John D. Rockefeller, circa 1895. (via Wikimedia Commons)
How the birth of the modern oil industry set the stage for the modern takeover of byproducts
Edwin Drake, the man who created the first modern process of drilling for oil made nearly nothing from his innovation. John D. Rockefeller, on the other hand, would at the peak of his powers be worth more than Bill Gates, Jeff Bezos, Warren Buffett, and Mark Zuckerberg combined … if his oil-derived wealth accounted for inflation.
So what makes the Standard Oil founder different from the now-somewhat-forgotten Drake? It might have something to do with byproducts.
In the late 1850s, Drake, an employee of the Seneca Oil Company, came up with a process for drilling and petroleum, which was then developed into kerosene, which became very popular in the latter half of the 19th century as a lamp-lighting material, replacing the then widely used whale oil.
But the process of refining kerosene created a byproduct that seemed useless at the time. Drake, for one, just threw the clear substance away, along with every other element of the petroleum that wasn’t kerosene. Often, this material would be put directly into the river, polluting the water.
He had to do something with it … right?
Many of the other oil companies that followed Drake’s tracks did the same thing. (They probably shouldn’t have; Drake, somewhat infamously, had a terrible reputation as a businessman, despite being a pioneer of a whole way of life.)
It seems crazy now that oil refiners would throw away 40 percent of their product, but that’s what happened.
Standard Oil wells near Pawee, Oklahoma. (Wikimedia Commons)
But Rockefeller didn’t do that. Rather than treating gasoline as if it was useless, he had his company, Standard Oil save it—and looked for ways to use it. As early biographer Ida Minerva Barbell wrote of Rockefeller in 1904:
From the start his effect was tremendous. He had the frugal man's hatred of waste and disorder, of middlemen and unnecessary manipulation, and he began a vigorous elimination of these from his business. The residuum that other refineries let run into the ground, he sold. Old iron found its way to the junk shop. He bought his oil directly from the wells. He made his own barrels. He watched and saved and contrived. The ability with which he made the smallest bargain furnishes topics to Cleveland storytellers today. Low-voiced, soft-footed, humble, knowing every point in every man's business, he never tired until he got his wares at the lowest possible figure.
Kerosene was obviously an important part of oil’s initial success, but Rockefeller saw that there would be much more value in trying to sell every element of the oil, which came in handy when new markets emerged for the various byproducts.
From a visionary standpoint this turned out to be a stroke of brilliance, as the initial market for kerosene would be affected by electricity … but at the same time, the automobile came to prominence, making the once-discarded gasoline much more valuable. (Kerosene would later find popularity as jet engine fuel.)

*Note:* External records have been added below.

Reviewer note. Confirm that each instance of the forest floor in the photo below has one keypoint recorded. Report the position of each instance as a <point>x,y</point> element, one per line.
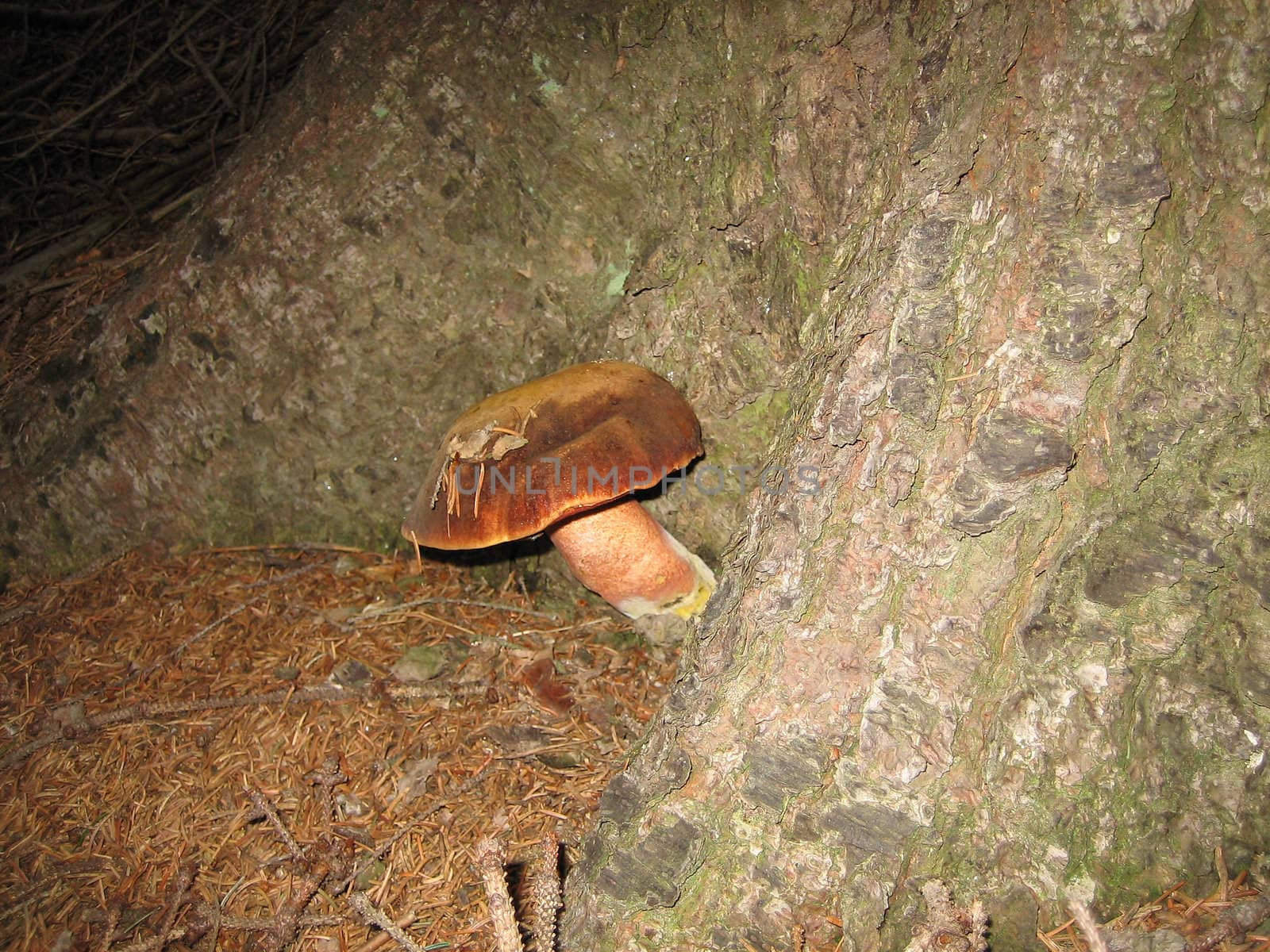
<point>268,747</point>
<point>192,743</point>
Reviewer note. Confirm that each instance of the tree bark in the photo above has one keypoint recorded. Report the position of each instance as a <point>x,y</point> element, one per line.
<point>990,277</point>
<point>1020,639</point>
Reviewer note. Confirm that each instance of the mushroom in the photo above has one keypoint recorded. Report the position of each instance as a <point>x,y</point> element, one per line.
<point>564,455</point>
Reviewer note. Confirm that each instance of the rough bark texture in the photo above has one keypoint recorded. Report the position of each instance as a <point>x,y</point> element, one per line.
<point>996,272</point>
<point>1020,640</point>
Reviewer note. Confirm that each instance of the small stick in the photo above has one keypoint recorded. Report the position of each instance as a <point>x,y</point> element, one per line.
<point>267,809</point>
<point>545,895</point>
<point>491,861</point>
<point>374,916</point>
<point>381,941</point>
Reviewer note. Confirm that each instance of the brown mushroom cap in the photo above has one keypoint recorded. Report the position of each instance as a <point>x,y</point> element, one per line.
<point>522,460</point>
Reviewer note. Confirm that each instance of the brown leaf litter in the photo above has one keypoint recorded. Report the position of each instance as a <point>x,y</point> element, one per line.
<point>203,750</point>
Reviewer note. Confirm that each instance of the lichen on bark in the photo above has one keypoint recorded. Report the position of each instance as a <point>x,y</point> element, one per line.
<point>992,273</point>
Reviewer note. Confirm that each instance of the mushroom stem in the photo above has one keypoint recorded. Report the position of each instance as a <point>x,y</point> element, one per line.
<point>622,554</point>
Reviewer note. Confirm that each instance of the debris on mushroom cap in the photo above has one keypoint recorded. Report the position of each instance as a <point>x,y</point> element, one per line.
<point>522,460</point>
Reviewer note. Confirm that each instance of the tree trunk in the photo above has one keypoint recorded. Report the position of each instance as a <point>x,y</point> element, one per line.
<point>1020,638</point>
<point>988,278</point>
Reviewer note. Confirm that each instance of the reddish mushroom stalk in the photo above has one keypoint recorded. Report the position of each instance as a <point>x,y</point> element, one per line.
<point>622,554</point>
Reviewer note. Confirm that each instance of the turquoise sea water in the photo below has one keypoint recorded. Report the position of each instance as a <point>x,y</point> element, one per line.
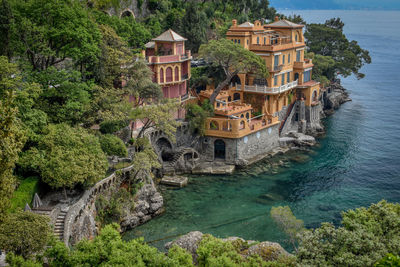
<point>357,163</point>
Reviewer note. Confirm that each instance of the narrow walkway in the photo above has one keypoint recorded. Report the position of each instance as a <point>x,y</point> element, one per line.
<point>59,226</point>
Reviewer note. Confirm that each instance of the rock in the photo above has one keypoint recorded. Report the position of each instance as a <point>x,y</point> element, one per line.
<point>190,242</point>
<point>269,251</point>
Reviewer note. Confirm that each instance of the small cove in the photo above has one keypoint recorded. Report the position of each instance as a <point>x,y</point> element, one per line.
<point>355,164</point>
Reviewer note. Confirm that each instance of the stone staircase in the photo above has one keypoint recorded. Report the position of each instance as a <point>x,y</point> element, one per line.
<point>59,225</point>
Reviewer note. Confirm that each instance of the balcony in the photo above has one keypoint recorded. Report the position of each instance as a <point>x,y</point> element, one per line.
<point>267,90</point>
<point>277,68</point>
<point>307,63</point>
<point>237,128</point>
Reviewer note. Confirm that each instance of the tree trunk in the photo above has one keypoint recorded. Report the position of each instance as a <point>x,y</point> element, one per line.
<point>220,86</point>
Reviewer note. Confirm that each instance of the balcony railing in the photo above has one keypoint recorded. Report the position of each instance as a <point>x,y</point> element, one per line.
<point>267,90</point>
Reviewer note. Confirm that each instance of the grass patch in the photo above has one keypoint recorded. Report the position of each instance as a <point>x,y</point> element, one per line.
<point>24,193</point>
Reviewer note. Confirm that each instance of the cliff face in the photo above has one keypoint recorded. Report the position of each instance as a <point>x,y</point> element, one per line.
<point>135,8</point>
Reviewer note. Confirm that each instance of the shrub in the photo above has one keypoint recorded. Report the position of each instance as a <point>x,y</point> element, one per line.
<point>113,146</point>
<point>24,193</point>
<point>389,260</point>
<point>109,127</point>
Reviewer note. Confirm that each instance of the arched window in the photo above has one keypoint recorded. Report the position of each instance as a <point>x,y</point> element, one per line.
<point>241,126</point>
<point>214,125</point>
<point>176,74</point>
<point>315,96</point>
<point>219,149</point>
<point>161,75</point>
<point>168,75</point>
<point>235,80</point>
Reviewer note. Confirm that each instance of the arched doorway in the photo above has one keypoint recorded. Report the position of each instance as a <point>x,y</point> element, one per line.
<point>219,149</point>
<point>235,80</point>
<point>127,13</point>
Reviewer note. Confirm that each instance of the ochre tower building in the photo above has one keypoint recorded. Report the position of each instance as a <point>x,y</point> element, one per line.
<point>253,112</point>
<point>170,63</point>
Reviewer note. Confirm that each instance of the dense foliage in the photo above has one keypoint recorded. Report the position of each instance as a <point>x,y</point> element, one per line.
<point>233,59</point>
<point>66,156</point>
<point>24,193</point>
<point>113,146</point>
<point>25,233</point>
<point>11,135</point>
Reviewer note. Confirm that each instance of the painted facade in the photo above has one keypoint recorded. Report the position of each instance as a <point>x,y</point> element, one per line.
<point>170,63</point>
<point>251,104</point>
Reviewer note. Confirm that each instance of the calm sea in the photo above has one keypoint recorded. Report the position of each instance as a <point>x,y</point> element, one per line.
<point>357,163</point>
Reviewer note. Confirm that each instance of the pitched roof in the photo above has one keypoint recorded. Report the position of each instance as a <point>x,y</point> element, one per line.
<point>246,24</point>
<point>150,44</point>
<point>284,24</point>
<point>169,36</point>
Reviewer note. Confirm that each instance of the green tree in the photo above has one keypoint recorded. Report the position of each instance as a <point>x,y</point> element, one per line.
<point>234,59</point>
<point>140,83</point>
<point>159,116</point>
<point>112,145</point>
<point>290,225</point>
<point>12,138</point>
<point>366,236</point>
<point>328,39</point>
<point>50,31</point>
<point>145,159</point>
<point>66,156</point>
<point>25,233</point>
<point>197,115</point>
<point>108,249</point>
<point>389,260</point>
<point>5,28</point>
<point>65,97</point>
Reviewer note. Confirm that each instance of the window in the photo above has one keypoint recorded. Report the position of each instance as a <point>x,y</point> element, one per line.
<point>276,60</point>
<point>307,76</point>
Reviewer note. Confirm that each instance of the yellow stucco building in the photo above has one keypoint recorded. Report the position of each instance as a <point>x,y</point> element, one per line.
<point>251,104</point>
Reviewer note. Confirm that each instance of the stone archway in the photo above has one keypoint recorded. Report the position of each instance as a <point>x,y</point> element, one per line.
<point>219,149</point>
<point>127,13</point>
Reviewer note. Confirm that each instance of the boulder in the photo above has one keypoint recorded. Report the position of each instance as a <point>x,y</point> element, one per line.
<point>269,251</point>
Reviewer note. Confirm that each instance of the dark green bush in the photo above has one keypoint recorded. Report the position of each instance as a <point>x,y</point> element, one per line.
<point>24,193</point>
<point>109,127</point>
<point>113,146</point>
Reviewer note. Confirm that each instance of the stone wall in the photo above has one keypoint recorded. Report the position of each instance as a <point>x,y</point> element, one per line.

Rockefeller, of course, didn’t become rich just because of his ability to identify and sell byproducts. He was an effective vertical integrator and wise about saving money where he could. He knew how to expand his empire into related fields. And of course, by the time Standard Oil was dominant, he was a ruthless businessman who was not above bribery or made-up price wars to dominate the market. At one point, Standard was so powerful that it effectively ignored the federal government’s efforts to break it up and used a legal loophole to continuing operating its business like a trust.
But one could argue the root of that power came from the ability to realize almost immediately that petroleum byproducts had immense value and should not be thrown out.